Esos defensores de los derechos de los oprimidos -que los habrían de rescatar del oprobio en que vivían- no han hecho otra cosa que incrementar ostensiblemente su número y convertir a este país en un territorio física y psicológicamente destrozado, cuando nunca antes gobierno alguno había dispuesto del volumen de recursos que estos incapaces han tenido en sus manos, solo que para dilapidarlos e incrementar las arcas personales de algunos privilegiados. De allí la opinión de que no se conoce en la historia de la humanidad una sociedad que, sin sufrir una guerra o una tragedia de proporciones inconmensurables y disponiendo de recursos económicos equivalentes al de la suma de varios países juntos de proporciones similares, pase por la espantosa tragedia que Venezuela experimenta en la actualidad.
Lo increíble de todo esto es que los jerarcas del régimen todavía creen que pueden seguir engañando a una población agobiada por auténticas plagas que cada día le hacen más difícil sus condiciones de vida. Resultaría estéril describirlas pues las conocemos de sobra. Solo Maduro y sus íntimos parecen ignorarlas y no sufrirlas.

Frente a este auténtico drama el pueblo venezolano está urgido de un cambio en las políticas públicas que se han adelantado y, para lograr ese objetivo, no existe otra opción que un cambio de gobierno lo antes posible. Para suerte nuestra, la Constitución Bolivariana de Venezuela, esa que en innumerables oportunidades fue definida, tanto por el extinto Hugo Chávez como por Nicolás Maduro como la mejor del mundo, nos ofrece una opción clara y muy bien definida, la cual no es otra que la del Referendo Revocatorio. Tenemos constitucionalmente ese derecho y que el régimen se niegue a permitirlo en este mismo año es un desconocimiento más de nuestra Constitución que está abriendo caminos insospechados por sus terribles consecuencias.

La tragedia venezolana es de unas proporciones tan gigantescas que el mundo entero ya está enterado hasta en sus mínimos detalles de los problemas y sus magnitudes, de modo que las consecuencias comienzan a advertirse. Si, además, no posee el régimen los recursos necesarios para continuar comprando conciencias alrededor del mundo, se explica entonces la auténtica desesperación que Nicolás Maduro comienza, cada vez con mayor frecuencia, a mostrar en sus fastidiosas peroratas públicas. Tuve la paciencia y disciplina requeridas para escucharlo recientemente, rodeado de lo que él asume como su única fuente de sostén, el mundo militar. Toda suerte de loas fueron desparramadas hacia la Fuerza Armada y aunque los presentes aplaudían discretamente sus caras demostraban un enorme hastío. Me pregunto qué pensarán las familias de la mayoría de estos señores que -salvo los auténticos privilegiados- están sufriendo las mismas plagas que el resto de la población. ¿O es que alguien puede suponer que la Fuerza Armada es un islote apartado completamente del resto de la sociedad venezolana?

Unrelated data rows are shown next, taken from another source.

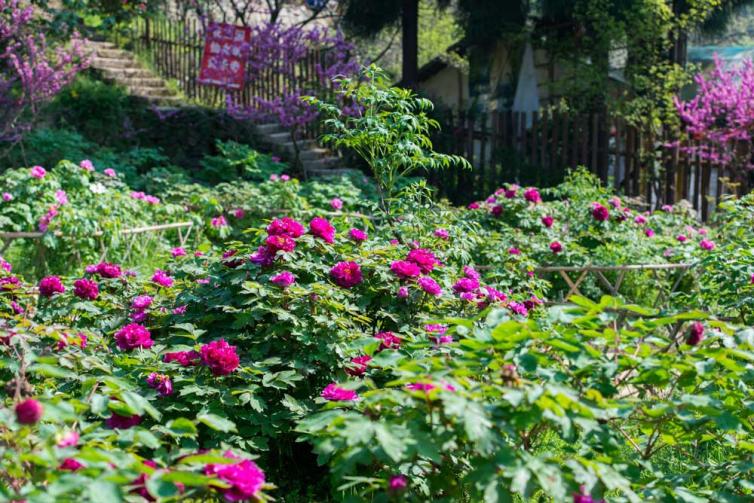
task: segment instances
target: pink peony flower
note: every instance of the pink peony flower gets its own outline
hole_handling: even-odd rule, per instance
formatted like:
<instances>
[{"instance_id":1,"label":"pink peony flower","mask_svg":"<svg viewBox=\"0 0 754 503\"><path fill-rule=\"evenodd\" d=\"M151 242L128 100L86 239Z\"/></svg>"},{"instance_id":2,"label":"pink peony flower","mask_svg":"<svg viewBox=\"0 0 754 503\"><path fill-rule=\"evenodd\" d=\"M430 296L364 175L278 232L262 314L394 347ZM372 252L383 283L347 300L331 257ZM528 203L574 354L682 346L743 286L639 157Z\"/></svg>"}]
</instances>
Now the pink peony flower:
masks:
<instances>
[{"instance_id":1,"label":"pink peony flower","mask_svg":"<svg viewBox=\"0 0 754 503\"><path fill-rule=\"evenodd\" d=\"M115 333L115 343L122 351L136 348L151 348L154 345L152 334L138 323L130 323Z\"/></svg>"},{"instance_id":2,"label":"pink peony flower","mask_svg":"<svg viewBox=\"0 0 754 503\"><path fill-rule=\"evenodd\" d=\"M673 211L673 207L669 204L663 204L661 209L665 213L671 213Z\"/></svg>"},{"instance_id":3,"label":"pink peony flower","mask_svg":"<svg viewBox=\"0 0 754 503\"><path fill-rule=\"evenodd\" d=\"M490 213L495 218L500 217L503 214L503 205L497 204L493 206L492 209L490 210Z\"/></svg>"},{"instance_id":4,"label":"pink peony flower","mask_svg":"<svg viewBox=\"0 0 754 503\"><path fill-rule=\"evenodd\" d=\"M212 341L201 348L202 363L209 367L214 376L224 376L238 368L239 358L236 347L225 339Z\"/></svg>"},{"instance_id":5,"label":"pink peony flower","mask_svg":"<svg viewBox=\"0 0 754 503\"><path fill-rule=\"evenodd\" d=\"M503 191L503 194L505 195L506 199L513 199L518 195L518 189L520 189L518 185L511 185L507 189Z\"/></svg>"},{"instance_id":6,"label":"pink peony flower","mask_svg":"<svg viewBox=\"0 0 754 503\"><path fill-rule=\"evenodd\" d=\"M326 243L332 243L335 241L335 227L322 217L314 217L312 221L309 222L309 232L311 232L314 237L318 237Z\"/></svg>"},{"instance_id":7,"label":"pink peony flower","mask_svg":"<svg viewBox=\"0 0 754 503\"><path fill-rule=\"evenodd\" d=\"M372 357L369 355L355 356L351 358L351 362L346 367L346 374L354 377L364 375L370 361L372 361Z\"/></svg>"},{"instance_id":8,"label":"pink peony flower","mask_svg":"<svg viewBox=\"0 0 754 503\"><path fill-rule=\"evenodd\" d=\"M3 201L13 201L13 195L10 192L3 192Z\"/></svg>"},{"instance_id":9,"label":"pink peony flower","mask_svg":"<svg viewBox=\"0 0 754 503\"><path fill-rule=\"evenodd\" d=\"M47 170L45 170L42 166L34 166L31 168L31 176L37 179L42 179L47 174Z\"/></svg>"},{"instance_id":10,"label":"pink peony flower","mask_svg":"<svg viewBox=\"0 0 754 503\"><path fill-rule=\"evenodd\" d=\"M236 219L241 220L243 217L246 216L246 211L243 208L236 208L235 210L231 211L231 214Z\"/></svg>"},{"instance_id":11,"label":"pink peony flower","mask_svg":"<svg viewBox=\"0 0 754 503\"><path fill-rule=\"evenodd\" d=\"M388 491L397 493L408 487L408 480L403 475L393 475L387 483Z\"/></svg>"},{"instance_id":12,"label":"pink peony flower","mask_svg":"<svg viewBox=\"0 0 754 503\"><path fill-rule=\"evenodd\" d=\"M283 271L280 274L271 277L270 281L281 288L288 288L296 282L296 277L288 271Z\"/></svg>"},{"instance_id":13,"label":"pink peony flower","mask_svg":"<svg viewBox=\"0 0 754 503\"><path fill-rule=\"evenodd\" d=\"M442 288L440 288L440 285L429 276L422 276L419 278L419 286L422 290L435 297L442 295Z\"/></svg>"},{"instance_id":14,"label":"pink peony flower","mask_svg":"<svg viewBox=\"0 0 754 503\"><path fill-rule=\"evenodd\" d=\"M335 383L328 384L320 396L329 402L352 402L359 398L355 391L341 388Z\"/></svg>"},{"instance_id":15,"label":"pink peony flower","mask_svg":"<svg viewBox=\"0 0 754 503\"><path fill-rule=\"evenodd\" d=\"M710 241L709 239L702 239L699 242L699 246L701 246L703 249L710 251L715 249L715 243Z\"/></svg>"},{"instance_id":16,"label":"pink peony flower","mask_svg":"<svg viewBox=\"0 0 754 503\"><path fill-rule=\"evenodd\" d=\"M675 239L676 239L676 240L677 240L677 241L678 241L679 243L685 243L685 242L686 242L686 241L688 240L688 238L687 238L686 236L684 236L683 234L679 234L678 236L676 236L676 238L675 238Z\"/></svg>"},{"instance_id":17,"label":"pink peony flower","mask_svg":"<svg viewBox=\"0 0 754 503\"><path fill-rule=\"evenodd\" d=\"M225 215L220 215L213 217L212 220L210 220L210 224L215 228L226 227L228 225L228 221L225 219Z\"/></svg>"},{"instance_id":18,"label":"pink peony flower","mask_svg":"<svg viewBox=\"0 0 754 503\"><path fill-rule=\"evenodd\" d=\"M618 196L611 197L607 202L610 203L610 206L616 209L620 208L622 205L621 200Z\"/></svg>"},{"instance_id":19,"label":"pink peony flower","mask_svg":"<svg viewBox=\"0 0 754 503\"><path fill-rule=\"evenodd\" d=\"M182 306L178 306L173 309L173 314L178 316L181 314L186 314L186 309L188 308L188 305L184 304Z\"/></svg>"},{"instance_id":20,"label":"pink peony flower","mask_svg":"<svg viewBox=\"0 0 754 503\"><path fill-rule=\"evenodd\" d=\"M186 256L186 249L182 246L177 246L170 250L170 254L173 256L173 258L177 257L185 257Z\"/></svg>"},{"instance_id":21,"label":"pink peony flower","mask_svg":"<svg viewBox=\"0 0 754 503\"><path fill-rule=\"evenodd\" d=\"M105 175L109 177L116 176L115 170L113 168L107 168L103 173L105 173Z\"/></svg>"},{"instance_id":22,"label":"pink peony flower","mask_svg":"<svg viewBox=\"0 0 754 503\"><path fill-rule=\"evenodd\" d=\"M280 179L281 179L282 181L284 181L284 182L287 182L288 180L290 180L290 179L291 179L291 177L290 177L290 176L288 176L288 175L280 175Z\"/></svg>"},{"instance_id":23,"label":"pink peony flower","mask_svg":"<svg viewBox=\"0 0 754 503\"><path fill-rule=\"evenodd\" d=\"M563 251L563 245L560 244L558 241L553 241L550 243L550 251L552 251L555 254L558 254Z\"/></svg>"},{"instance_id":24,"label":"pink peony flower","mask_svg":"<svg viewBox=\"0 0 754 503\"><path fill-rule=\"evenodd\" d=\"M110 264L108 262L100 262L96 266L94 266L94 269L92 271L89 271L89 268L87 267L87 272L94 272L96 274L99 274L103 278L119 278L123 272L120 269L120 266L117 264Z\"/></svg>"},{"instance_id":25,"label":"pink peony flower","mask_svg":"<svg viewBox=\"0 0 754 503\"><path fill-rule=\"evenodd\" d=\"M434 253L423 248L417 248L408 252L406 260L418 265L423 274L431 273L435 266L440 264L440 261L435 258Z\"/></svg>"},{"instance_id":26,"label":"pink peony flower","mask_svg":"<svg viewBox=\"0 0 754 503\"><path fill-rule=\"evenodd\" d=\"M636 217L634 217L634 223L644 225L647 223L647 217L644 215L636 215Z\"/></svg>"},{"instance_id":27,"label":"pink peony flower","mask_svg":"<svg viewBox=\"0 0 754 503\"><path fill-rule=\"evenodd\" d=\"M598 222L605 222L610 219L610 210L600 203L592 203L592 217Z\"/></svg>"},{"instance_id":28,"label":"pink peony flower","mask_svg":"<svg viewBox=\"0 0 754 503\"><path fill-rule=\"evenodd\" d=\"M414 382L406 385L406 389L411 391L424 391L425 393L429 393L435 388L437 388L437 386L429 382Z\"/></svg>"},{"instance_id":29,"label":"pink peony flower","mask_svg":"<svg viewBox=\"0 0 754 503\"><path fill-rule=\"evenodd\" d=\"M266 246L260 246L257 248L257 251L249 256L249 261L252 264L257 264L261 267L270 267L275 262L275 254ZM241 263L238 261L232 261L227 262L226 265L235 268L241 265Z\"/></svg>"},{"instance_id":30,"label":"pink peony flower","mask_svg":"<svg viewBox=\"0 0 754 503\"><path fill-rule=\"evenodd\" d=\"M152 281L165 288L173 286L173 278L168 276L168 273L161 269L157 269L152 276Z\"/></svg>"},{"instance_id":31,"label":"pink peony flower","mask_svg":"<svg viewBox=\"0 0 754 503\"><path fill-rule=\"evenodd\" d=\"M379 351L385 349L398 349L401 347L401 338L393 332L380 332L375 335L374 338L382 341L380 343Z\"/></svg>"},{"instance_id":32,"label":"pink peony flower","mask_svg":"<svg viewBox=\"0 0 754 503\"><path fill-rule=\"evenodd\" d=\"M366 241L368 236L367 236L367 233L362 231L361 229L354 228L348 231L348 237L350 237L356 242L361 243L361 242Z\"/></svg>"},{"instance_id":33,"label":"pink peony flower","mask_svg":"<svg viewBox=\"0 0 754 503\"><path fill-rule=\"evenodd\" d=\"M144 196L144 201L146 201L149 204L160 204L160 198L155 196Z\"/></svg>"},{"instance_id":34,"label":"pink peony flower","mask_svg":"<svg viewBox=\"0 0 754 503\"><path fill-rule=\"evenodd\" d=\"M479 279L481 278L476 269L474 269L470 265L463 266L463 275L466 278L475 279L477 281L479 281Z\"/></svg>"},{"instance_id":35,"label":"pink peony flower","mask_svg":"<svg viewBox=\"0 0 754 503\"><path fill-rule=\"evenodd\" d=\"M141 416L121 416L115 412L105 421L105 425L111 430L127 430L138 424L141 424Z\"/></svg>"},{"instance_id":36,"label":"pink peony flower","mask_svg":"<svg viewBox=\"0 0 754 503\"><path fill-rule=\"evenodd\" d=\"M284 234L292 238L301 237L305 232L304 226L288 217L277 218L267 226L267 234L277 236Z\"/></svg>"},{"instance_id":37,"label":"pink peony flower","mask_svg":"<svg viewBox=\"0 0 754 503\"><path fill-rule=\"evenodd\" d=\"M686 344L689 346L696 346L704 340L704 325L701 322L695 321L691 324L689 335L686 338Z\"/></svg>"},{"instance_id":38,"label":"pink peony flower","mask_svg":"<svg viewBox=\"0 0 754 503\"><path fill-rule=\"evenodd\" d=\"M646 229L644 231L644 235L647 236L648 238L654 237L655 231L653 231L652 229Z\"/></svg>"},{"instance_id":39,"label":"pink peony flower","mask_svg":"<svg viewBox=\"0 0 754 503\"><path fill-rule=\"evenodd\" d=\"M470 210L478 210L480 207L480 204L477 202L470 203L468 206L466 206Z\"/></svg>"},{"instance_id":40,"label":"pink peony flower","mask_svg":"<svg viewBox=\"0 0 754 503\"><path fill-rule=\"evenodd\" d=\"M553 222L555 222L555 219L552 218L550 215L545 215L542 217L542 224L548 229L552 227Z\"/></svg>"},{"instance_id":41,"label":"pink peony flower","mask_svg":"<svg viewBox=\"0 0 754 503\"><path fill-rule=\"evenodd\" d=\"M143 311L152 305L152 300L152 297L149 295L139 295L131 301L131 307L136 311Z\"/></svg>"},{"instance_id":42,"label":"pink peony flower","mask_svg":"<svg viewBox=\"0 0 754 503\"><path fill-rule=\"evenodd\" d=\"M479 288L479 280L476 278L461 278L453 285L456 293L469 293Z\"/></svg>"},{"instance_id":43,"label":"pink peony flower","mask_svg":"<svg viewBox=\"0 0 754 503\"><path fill-rule=\"evenodd\" d=\"M343 209L343 201L335 197L330 200L330 207L334 209L335 211L339 211Z\"/></svg>"},{"instance_id":44,"label":"pink peony flower","mask_svg":"<svg viewBox=\"0 0 754 503\"><path fill-rule=\"evenodd\" d=\"M172 353L165 353L162 356L163 362L176 362L181 367L193 367L194 365L198 365L201 359L202 355L196 351L174 351Z\"/></svg>"},{"instance_id":45,"label":"pink peony flower","mask_svg":"<svg viewBox=\"0 0 754 503\"><path fill-rule=\"evenodd\" d=\"M33 398L27 398L16 404L16 421L19 424L36 424L42 419L44 407Z\"/></svg>"},{"instance_id":46,"label":"pink peony flower","mask_svg":"<svg viewBox=\"0 0 754 503\"><path fill-rule=\"evenodd\" d=\"M508 309L510 309L513 313L518 314L519 316L529 315L529 310L526 309L526 306L524 304L519 304L518 302L509 303Z\"/></svg>"},{"instance_id":47,"label":"pink peony flower","mask_svg":"<svg viewBox=\"0 0 754 503\"><path fill-rule=\"evenodd\" d=\"M235 457L227 456L226 457ZM207 465L205 475L214 475L230 487L218 489L225 501L258 501L265 484L264 472L248 459L235 464Z\"/></svg>"},{"instance_id":48,"label":"pink peony flower","mask_svg":"<svg viewBox=\"0 0 754 503\"><path fill-rule=\"evenodd\" d=\"M398 292L395 294L399 299L405 299L408 297L408 288L405 286L402 286L398 289Z\"/></svg>"},{"instance_id":49,"label":"pink peony flower","mask_svg":"<svg viewBox=\"0 0 754 503\"><path fill-rule=\"evenodd\" d=\"M534 187L529 187L528 189L524 191L524 199L534 204L542 202L542 196L539 194L539 191Z\"/></svg>"},{"instance_id":50,"label":"pink peony flower","mask_svg":"<svg viewBox=\"0 0 754 503\"><path fill-rule=\"evenodd\" d=\"M421 275L421 268L407 260L396 260L390 264L390 271L400 279L411 279Z\"/></svg>"},{"instance_id":51,"label":"pink peony flower","mask_svg":"<svg viewBox=\"0 0 754 503\"><path fill-rule=\"evenodd\" d=\"M450 238L450 233L447 229L435 229L435 237L447 241Z\"/></svg>"},{"instance_id":52,"label":"pink peony flower","mask_svg":"<svg viewBox=\"0 0 754 503\"><path fill-rule=\"evenodd\" d=\"M521 255L521 250L519 250L519 249L518 249L518 248L516 248L516 247L513 247L513 248L508 248L508 253L509 253L510 255Z\"/></svg>"},{"instance_id":53,"label":"pink peony flower","mask_svg":"<svg viewBox=\"0 0 754 503\"><path fill-rule=\"evenodd\" d=\"M141 199L142 201L147 195L143 192L131 192L131 199Z\"/></svg>"},{"instance_id":54,"label":"pink peony flower","mask_svg":"<svg viewBox=\"0 0 754 503\"><path fill-rule=\"evenodd\" d=\"M99 285L90 279L77 279L73 282L73 294L80 299L97 300Z\"/></svg>"},{"instance_id":55,"label":"pink peony flower","mask_svg":"<svg viewBox=\"0 0 754 503\"><path fill-rule=\"evenodd\" d=\"M279 251L289 253L296 249L296 241L285 234L267 236L264 242L267 245L267 249L273 255Z\"/></svg>"},{"instance_id":56,"label":"pink peony flower","mask_svg":"<svg viewBox=\"0 0 754 503\"><path fill-rule=\"evenodd\" d=\"M85 171L94 171L94 164L92 164L92 161L90 161L89 159L84 159L83 161L81 161L79 163L79 166Z\"/></svg>"},{"instance_id":57,"label":"pink peony flower","mask_svg":"<svg viewBox=\"0 0 754 503\"><path fill-rule=\"evenodd\" d=\"M39 281L39 295L42 297L49 298L63 292L65 292L65 287L57 276L47 276Z\"/></svg>"},{"instance_id":58,"label":"pink peony flower","mask_svg":"<svg viewBox=\"0 0 754 503\"><path fill-rule=\"evenodd\" d=\"M356 262L338 262L330 269L330 277L336 285L352 288L362 282L361 267Z\"/></svg>"},{"instance_id":59,"label":"pink peony flower","mask_svg":"<svg viewBox=\"0 0 754 503\"><path fill-rule=\"evenodd\" d=\"M58 466L58 470L69 471L69 472L75 472L82 468L84 468L84 465L82 465L81 463L79 463L73 458L65 458L63 462L60 463L60 466Z\"/></svg>"},{"instance_id":60,"label":"pink peony flower","mask_svg":"<svg viewBox=\"0 0 754 503\"><path fill-rule=\"evenodd\" d=\"M64 206L68 204L68 194L64 190L57 190L55 191L55 200L60 206Z\"/></svg>"},{"instance_id":61,"label":"pink peony flower","mask_svg":"<svg viewBox=\"0 0 754 503\"><path fill-rule=\"evenodd\" d=\"M152 372L147 377L147 385L149 385L150 388L156 389L157 393L161 396L169 396L173 394L173 381L170 380L170 376L168 375Z\"/></svg>"},{"instance_id":62,"label":"pink peony flower","mask_svg":"<svg viewBox=\"0 0 754 503\"><path fill-rule=\"evenodd\" d=\"M73 447L79 443L79 432L76 430L69 430L60 437L58 440L58 447Z\"/></svg>"}]
</instances>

Como si le faltara una aceituna al coctel, los hechos documentados en el informe Almagro son de una precisión y detalle que estremecen a cualquiera que tenga un mínimo de sensibilidad. La lectura de sus conclusiones no hace sino confirmar lo que todos sabemos, el desastre que vivimos. A la expectativa  de si será posible o no la aplicación de la Carta Democrática le opongo la importancia de su activación en función de la divulgación de lo que ocurre y de la búsqueda de soluciones negociadas que logren detener esta tragedia. Lo que sí veremos con claridad será la catadura moral y ética de los dirigentes latinoamericanos y del Caribe.